Technology is often seen as a monstrous adversary who’s threatening the human element and striping us from the genuine art. I may be uncompromising sometimes as I tend to prefer recording without a metronome (though I’ve made exceptions when I’ve felt it makes sense to have one) and still write most of my correspondence by hand rather than using a keyboard, but I’m not opposed to machinery highlighting and enhancing the story I’m trying to tell.
Habitually, whenever a person hears for the first time a voice message or a recording from me, they suspect I’ve applied some sort of trickery to make it sound really deep, so I’ve got to provide them with a live rendition to demonstrate that I truly do sound like that. A common follow-up enquiry is, then, a bit of a recount of when my voice broke.
I know it’s a gradual process and it’s not like one night I went to bed as a boy soprano and the next morning I had the tone and frequency I’ve got now, but there’s a bit of a brief period in which I can more accurately claim a milestone took place: the 97 days between my 13th birthday (Saturday 19th of June 1999) and my dad’s 45th (Friday 24th of September 1999).

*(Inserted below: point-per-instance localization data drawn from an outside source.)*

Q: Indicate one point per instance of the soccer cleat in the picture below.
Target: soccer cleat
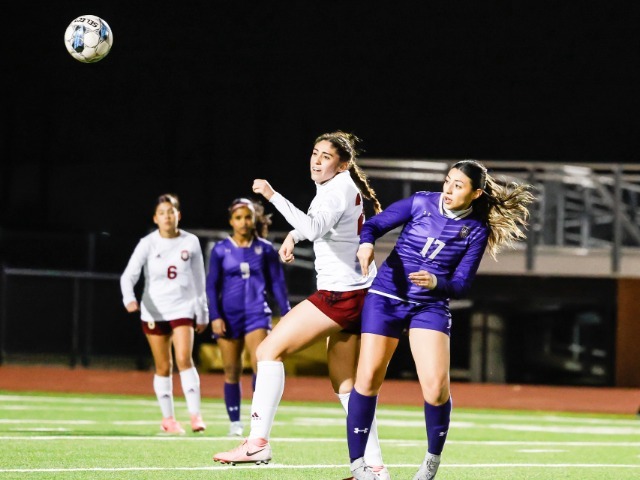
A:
(255, 451)
(235, 429)
(197, 425)
(381, 472)
(428, 467)
(171, 425)
(361, 471)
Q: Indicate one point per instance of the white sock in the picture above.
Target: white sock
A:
(191, 388)
(266, 398)
(163, 386)
(372, 452)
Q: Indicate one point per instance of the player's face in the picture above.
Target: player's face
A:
(458, 191)
(242, 222)
(325, 162)
(167, 218)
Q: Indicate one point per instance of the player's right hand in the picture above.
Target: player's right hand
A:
(263, 188)
(132, 307)
(286, 250)
(218, 327)
(365, 257)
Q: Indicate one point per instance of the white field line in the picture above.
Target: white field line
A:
(276, 466)
(177, 438)
(317, 410)
(305, 410)
(339, 422)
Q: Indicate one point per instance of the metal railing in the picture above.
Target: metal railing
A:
(79, 347)
(584, 205)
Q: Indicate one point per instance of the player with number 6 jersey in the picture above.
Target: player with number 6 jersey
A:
(174, 303)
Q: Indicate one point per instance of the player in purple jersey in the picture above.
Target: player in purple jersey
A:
(332, 313)
(444, 236)
(243, 270)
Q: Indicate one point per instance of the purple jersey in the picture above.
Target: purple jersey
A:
(449, 248)
(239, 279)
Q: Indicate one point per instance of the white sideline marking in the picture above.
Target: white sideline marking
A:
(541, 450)
(276, 466)
(181, 438)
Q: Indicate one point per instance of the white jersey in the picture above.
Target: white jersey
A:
(333, 224)
(174, 278)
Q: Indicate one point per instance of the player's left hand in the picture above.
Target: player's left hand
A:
(263, 188)
(200, 328)
(423, 279)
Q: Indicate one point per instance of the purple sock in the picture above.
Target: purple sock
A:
(437, 419)
(361, 412)
(232, 400)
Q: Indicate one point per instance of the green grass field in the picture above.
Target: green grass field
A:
(44, 436)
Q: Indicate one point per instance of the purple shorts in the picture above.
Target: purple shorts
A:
(165, 327)
(391, 317)
(238, 327)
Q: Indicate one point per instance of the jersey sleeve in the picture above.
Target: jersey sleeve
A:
(396, 214)
(458, 284)
(311, 228)
(274, 275)
(131, 273)
(197, 266)
(213, 284)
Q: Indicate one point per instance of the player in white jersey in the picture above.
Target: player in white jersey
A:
(174, 303)
(333, 224)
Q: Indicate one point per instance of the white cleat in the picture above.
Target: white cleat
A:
(236, 429)
(250, 451)
(428, 467)
(381, 472)
(361, 471)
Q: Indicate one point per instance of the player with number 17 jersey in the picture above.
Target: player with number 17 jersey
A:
(448, 245)
(175, 278)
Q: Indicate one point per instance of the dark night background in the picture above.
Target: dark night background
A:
(200, 97)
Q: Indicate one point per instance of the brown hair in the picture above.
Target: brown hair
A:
(262, 221)
(504, 208)
(168, 198)
(345, 145)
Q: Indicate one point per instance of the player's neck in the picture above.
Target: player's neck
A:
(242, 240)
(169, 233)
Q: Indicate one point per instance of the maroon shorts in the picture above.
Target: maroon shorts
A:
(344, 308)
(165, 327)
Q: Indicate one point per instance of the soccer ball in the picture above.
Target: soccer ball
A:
(88, 39)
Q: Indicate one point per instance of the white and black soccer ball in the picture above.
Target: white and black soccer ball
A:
(88, 39)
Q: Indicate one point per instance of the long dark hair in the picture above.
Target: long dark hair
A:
(504, 208)
(345, 145)
(171, 198)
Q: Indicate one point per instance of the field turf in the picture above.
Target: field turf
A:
(71, 436)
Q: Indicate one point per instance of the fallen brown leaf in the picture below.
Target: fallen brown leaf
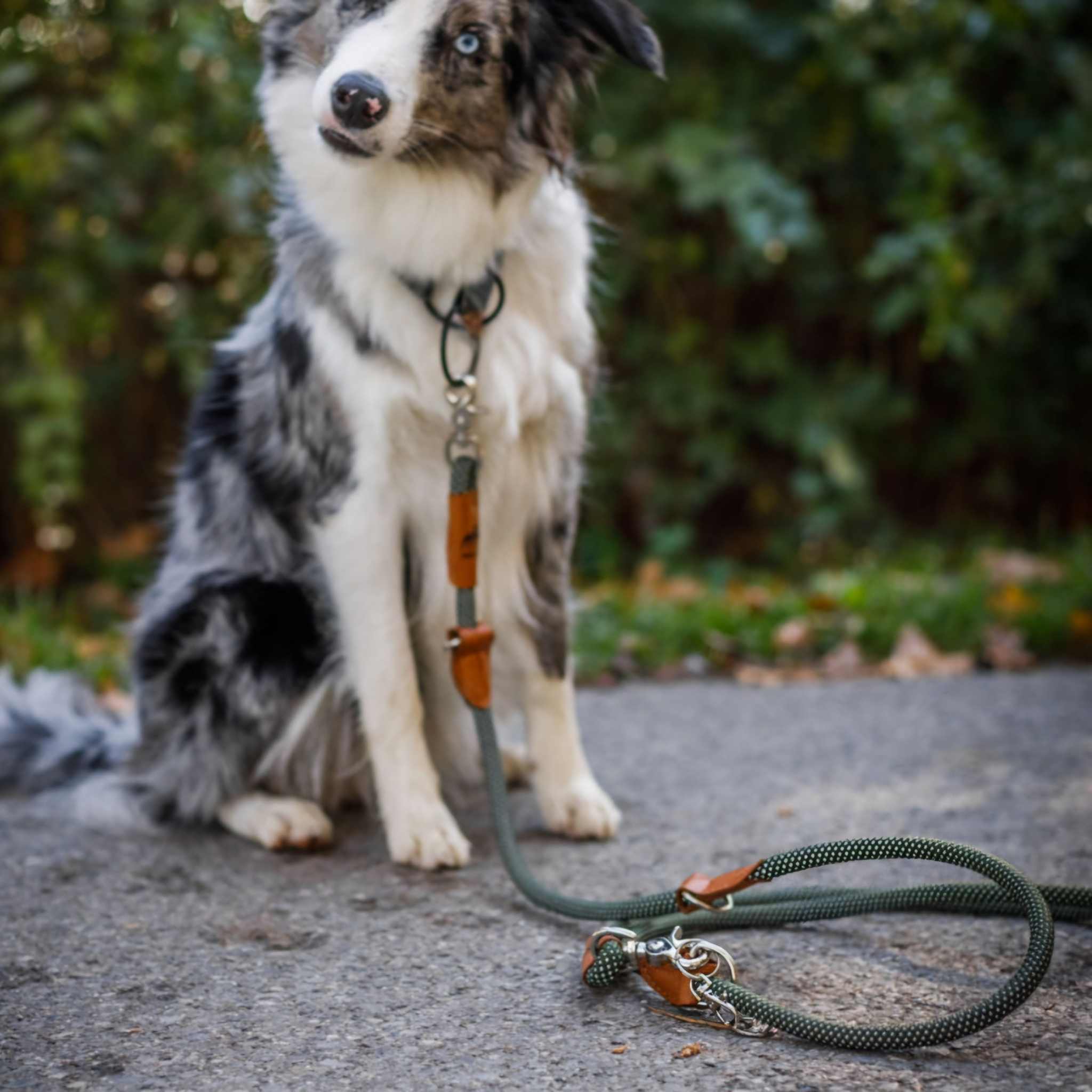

Narrowing it down is not out of some case of eidetic memory (I wish!), but simply out of sheer serendipity: my eldest aunt visited me on my birthday that year and then shortly afterwards travelled for a while, being back three months and five days later for her beloved brother’s celebration. It was then that she casually heard me speak and was absolutely floored. She was, then, the very first – of many (excuse my immodesty and picture the nail varnish digital image) – who uttered the words ‘what a voice!’
Kindly encouraged by that sort of feedback, I’ve built my identity around my voice ever since those days, whether taken literally (the way I sing and speak) or figuratively (my thoughts and how I express them, including these lines), and that’s my number one distinctive feature.
Sometimes (well, actually, ridiculously often) people don’t remember my face at all, let alone my name, my hair colour, where I live or where they know me from, but they instantly recognise and place my voice. I don’t mind.
There’s also a silly joke I make, which my baby brother utterly hates, whenever I meet someone for the first time and they say something like ‘wow, you’re a bass, aren’t you?’, and I reply, with feigned modesty and innocence, that I’m actually a soprano. It’s a nice ice breaker.
Having said that, I’d be a catastrophic disaster as a voice-over or dub artist, as I cannot do impressions and my range is extremely limited. Those who are close to me are used to hearing my voice, and those who have been exposed to it for transitory periods may be fond of it, but to the majority of people it can and does get tiresome. Diminishing returns indeed!
On the other hand, I do enjoy emceeing, and I think I can do it well. It’s an interesting activity and allows me to attend concerts and events for free, enjoy them from a privileged position, interact with interesting people and (generally) lovely audiences whilst also – best case scenario – being paid for that.
Usually, I select my singing repertoire and pick the key for each piece favouring whatever feels more comfortable for me, as that can increase the odds of providing a suitable execution that will emphasise the author’s work (I’m not, never have been, and likely never will be, a composer, so all the material I sing or play is written by others). I don’t do it to impress anyone or actively seeking ultra-low notes which will shake the foundations, but all of that’s still a welcome by-product.
There’s also the matter of recurrently being kindly invited to join ensembles, and almost invariably rejecting said offers unless they’re extremely short-lived projects (e.g. a temporary substitution for a single recital). Most see it as narcissism, which is quite ludicrous as that’s completely unrelated: I may well be a narcissist, but that’s not the reason why I prefer to sing by myself. Correlation does not imply causation.
Here (i.e. in the academic or pseudo-academic singing circuit), it’s almost a given that anyone with at least a bit of aptitude will immediately want to be in a choir, and that’s not necessarily the case. I love choral music from an audience perspective, and since most of my friends and acquaintances belong to a vocal group (or several), I attend their concerts all the time and utterly enjoy them. As for actually being there, I tend to pass.
Everyone’s got different motivations, and I’m keen on analysing what makes people want to be part of collective efforts, and these ones in particular: I’ve found, from a completely unscientific informal enquiry, that a lot of amateur choristers are either quite young (i.e. they’ve got availability and energy, plus they’re into the novelty) or approaching retirement age (i.e. they’ve got availability again, and they’d rather spend their time doing something they like). As for those in-between, it’s trickier, though not impossible, to remain an active part of that world.
Now then, those who first come across my viewpoint might be shocked. In fact, my business cards solely contain my name and contact details plus the words ‘self-taught atheist singing soloist’, but my aim there is to normalise all of that: it’s absolutely fine, and harmless, to be open about all of that.